The Election of 1860 1. Based on the election map, who do you think won the election? Which section of the country did that candidates support come from (North, South, East, West, etc.)
The politics of 1860 were deeply troubled. John Brown’s raid on Harper’s Ferry stirred the entire nation, and Southerners were not comforted by his hanging. They were increasingly convinced that all Northerners supported murdering white slaveholders.
The Democratic Convention met in Charleston, South Carolina to choose the Democratic Candidate for president in 1860. The man most likely to win the nomination was Stephen A. Douglas. But Southerners were determined to prevent him from being nominated. Southerners hated Douglas’ popular sovereignty; they wanted their party to run on the guarantee that slavery would be allowed in all western territories. Eventually, the Northern delegates who made up the majority finally secured the nomination for Stephen A. Douglas. 50 southern delegates walked out of the convention in anger. The Democratic Party decided to postpone their convention to allow people to cool down and they would meet in Baltimore six weeks later. Once again, Douglas won the nomination, but some southern states did not participate, and others walked out again when Douglas won. Southern Democrats formed their own party and nominated John C. Breckinridge while northern Democrats ran Stephen A. Douglas. Southern Democrats set the stage for a Republican victory in 1860.
The Republican Convention in Chicago
The Republican Party was still brand new in 1860. The first presidential election the Republican participated in was just four years before. But the Republican convention resulted in a number of intelligent political decisions. The man most likely to get the nomination was William H. Seward of New York, who was by far the most famous candidate. But many Republicans believed that Seward’s stance against slavery was too radical so he would not win the election. Although not the most famous candidate, many Republicans liked the Illinois politician Abraham Lincoln. Lincoln had the reputation of being against slavery’s expansion but he was not seen as a radical or abolitionist. Lincoln also opposed the Know Nothings (a political party against immigrants) so he would appeal to immigrant voters, but Lincoln’s stance was not that well known, so many anti-immigrant voters would still vote for Lincoln. Finally, Lincoln was from Illinois, one of the states the Republicans needed to win the election and would appeal to many voters based on the fact that he was born in a poor log cabin and had become successful through hard work. On the first vote, Seward beat Lincoln by 70 votes, but Seward did not have enough votes to win the nomination. The fact that the convention took place in Chicago in Lincoln’s state undoubtedly helped increase enthusiasm for Lincoln. On the third vote, it was finally announced that Lincoln won, and the crowd went wild.
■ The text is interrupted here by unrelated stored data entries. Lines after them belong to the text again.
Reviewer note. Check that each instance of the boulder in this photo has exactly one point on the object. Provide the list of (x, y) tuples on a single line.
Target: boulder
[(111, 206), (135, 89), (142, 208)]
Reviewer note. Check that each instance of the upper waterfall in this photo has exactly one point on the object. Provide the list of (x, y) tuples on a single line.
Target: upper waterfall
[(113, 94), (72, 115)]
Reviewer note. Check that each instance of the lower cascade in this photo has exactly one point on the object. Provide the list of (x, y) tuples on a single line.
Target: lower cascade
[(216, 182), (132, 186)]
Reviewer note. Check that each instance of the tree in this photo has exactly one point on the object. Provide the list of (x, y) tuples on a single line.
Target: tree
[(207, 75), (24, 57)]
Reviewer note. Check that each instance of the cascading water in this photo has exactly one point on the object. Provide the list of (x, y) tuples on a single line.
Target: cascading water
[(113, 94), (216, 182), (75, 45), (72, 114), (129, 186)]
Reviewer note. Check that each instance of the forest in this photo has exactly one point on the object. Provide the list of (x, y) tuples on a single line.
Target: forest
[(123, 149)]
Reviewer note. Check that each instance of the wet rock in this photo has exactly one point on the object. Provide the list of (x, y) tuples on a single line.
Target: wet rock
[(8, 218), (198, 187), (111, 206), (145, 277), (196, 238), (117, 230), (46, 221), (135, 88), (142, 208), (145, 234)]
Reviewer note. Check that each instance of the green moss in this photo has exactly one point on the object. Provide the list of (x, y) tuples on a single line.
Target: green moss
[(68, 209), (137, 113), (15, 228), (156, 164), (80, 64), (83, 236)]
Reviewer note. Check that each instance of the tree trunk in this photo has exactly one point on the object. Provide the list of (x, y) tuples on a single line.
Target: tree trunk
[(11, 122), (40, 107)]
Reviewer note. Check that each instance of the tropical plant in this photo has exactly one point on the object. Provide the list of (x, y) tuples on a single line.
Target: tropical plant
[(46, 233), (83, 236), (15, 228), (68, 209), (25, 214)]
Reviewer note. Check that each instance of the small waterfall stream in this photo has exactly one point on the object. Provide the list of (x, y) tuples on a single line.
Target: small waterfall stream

The Republican Party Platform was designed to win the maximum number of votes. (1) Republicans were against the spread of slavery to any new territories (but they were not opposed to slavery in the South). (2) Republicans condemned the actions of John Brown. (3) Republicans supported a homestead act, which would give away Western land to farmers for free after the farmer had worked on and improved the land for five years. (4) Republicans supported the growth of business by endorsing a transcontinental railroad, better roads, canals, and bridges. (5) Finally, Republicans supported a moderate tariff which they argued would help more manufacturing businesses grow and help raise wages for workers. The Republicans thus maximized support from many people as possible, including those that were against slavery, small farmers, businessmen, and workers.
The Election of 1860
In addition to the three candidates running, another party sprung up called the Constitutional Union Party which nominated John Bell. The Constitutional Union Party said absolutely nothing about slavery; they ran on the platform to obey the Constitution and preserve the Union.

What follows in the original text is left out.